Florida A&M student delegates left for Boston on Thursday to represent the university at the 59th session of the National Model United Nations.
FAMU students were selected for an opportunity to attack challenges related to international negotiations and diplomacy with more than 3,000 other college students from around the world.
The annual three-day event aims to stimulate and encourage students to confront issues associated with human rights and international issues. The conference will offer a variety of activities for students to network with one another, get a tour of Harvard University’s campus and attend a career fair.
FAMU was the only historically black university invited to attend the conference. The delegates will split into two groups and represent Barbados and Tajikistan.

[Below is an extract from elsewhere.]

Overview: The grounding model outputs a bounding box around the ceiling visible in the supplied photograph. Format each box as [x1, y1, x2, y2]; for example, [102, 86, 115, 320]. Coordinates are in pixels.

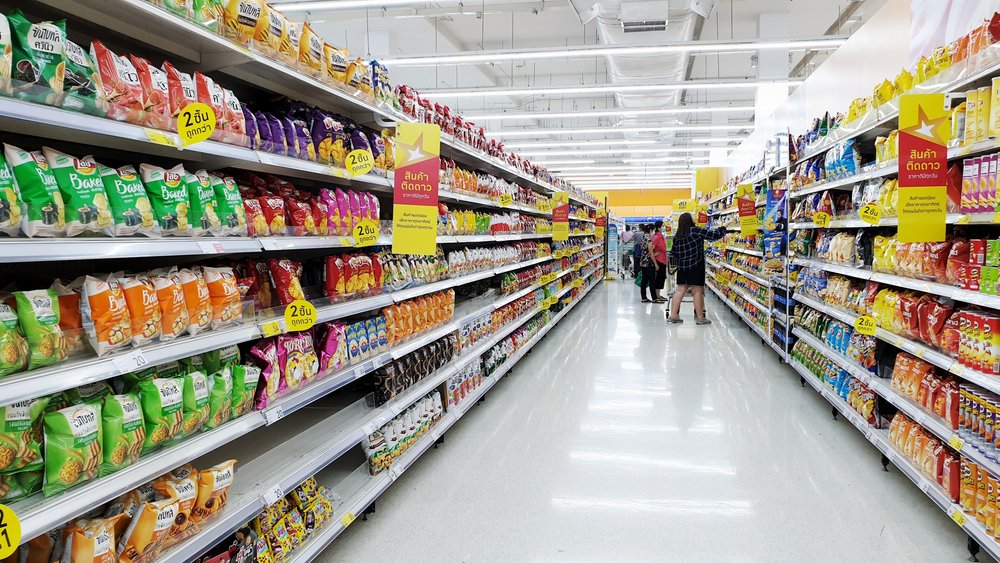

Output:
[273, 0, 884, 189]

Mariah Williams, a political science student and president of the FAMU Chapter of the Model U.N., has gone to four conferences and wants to improve her skills in Boston.
“I expect to learn how to construct policies for world solution and express interest in a diplomatic way so the world can be a better place,” Williams said. “I want to negotiate policies more effectively.”
The nine students attending are: Clarece Polke, a senior newspaper journalism student; Jacoby Young, a senior political science student; Antoine Anthony, a junior political science student; Nashandra Howard, a sophomore political science student; Mariah Williams, a senior political science student; Daune Robin, a senior broadcast journalism student; Joseph Widler, a junior political science student; Kierra Woodger, a sophomore criminal justice student and Candice Williams, a sophomore music education student.
Two advisers, Victor Eno and Christopher Daniels, are accompanying the students.
The Student Government Association helped fund the trip. SGA provided hotel and transportation for the students.
Daniels said this conference is a great way to display the talents of student diplomats.
“It’s really big because it’s an opportunity for the students,” Daniels said. “We have great students at FAMU that can compete academically. SGA was willing to help us. This opportunity is to show we can do things on our own and put ourselves on the map.”
Fellow Rattlers, such as Eli Armstrong, a political science student from Lakeland, are rooting for their classmates.
“I think it’s a great thing for them to go and see how the U.N. works,” Armstrong said. “Maybe they can make changes one day. One of my classmates was selected to go.”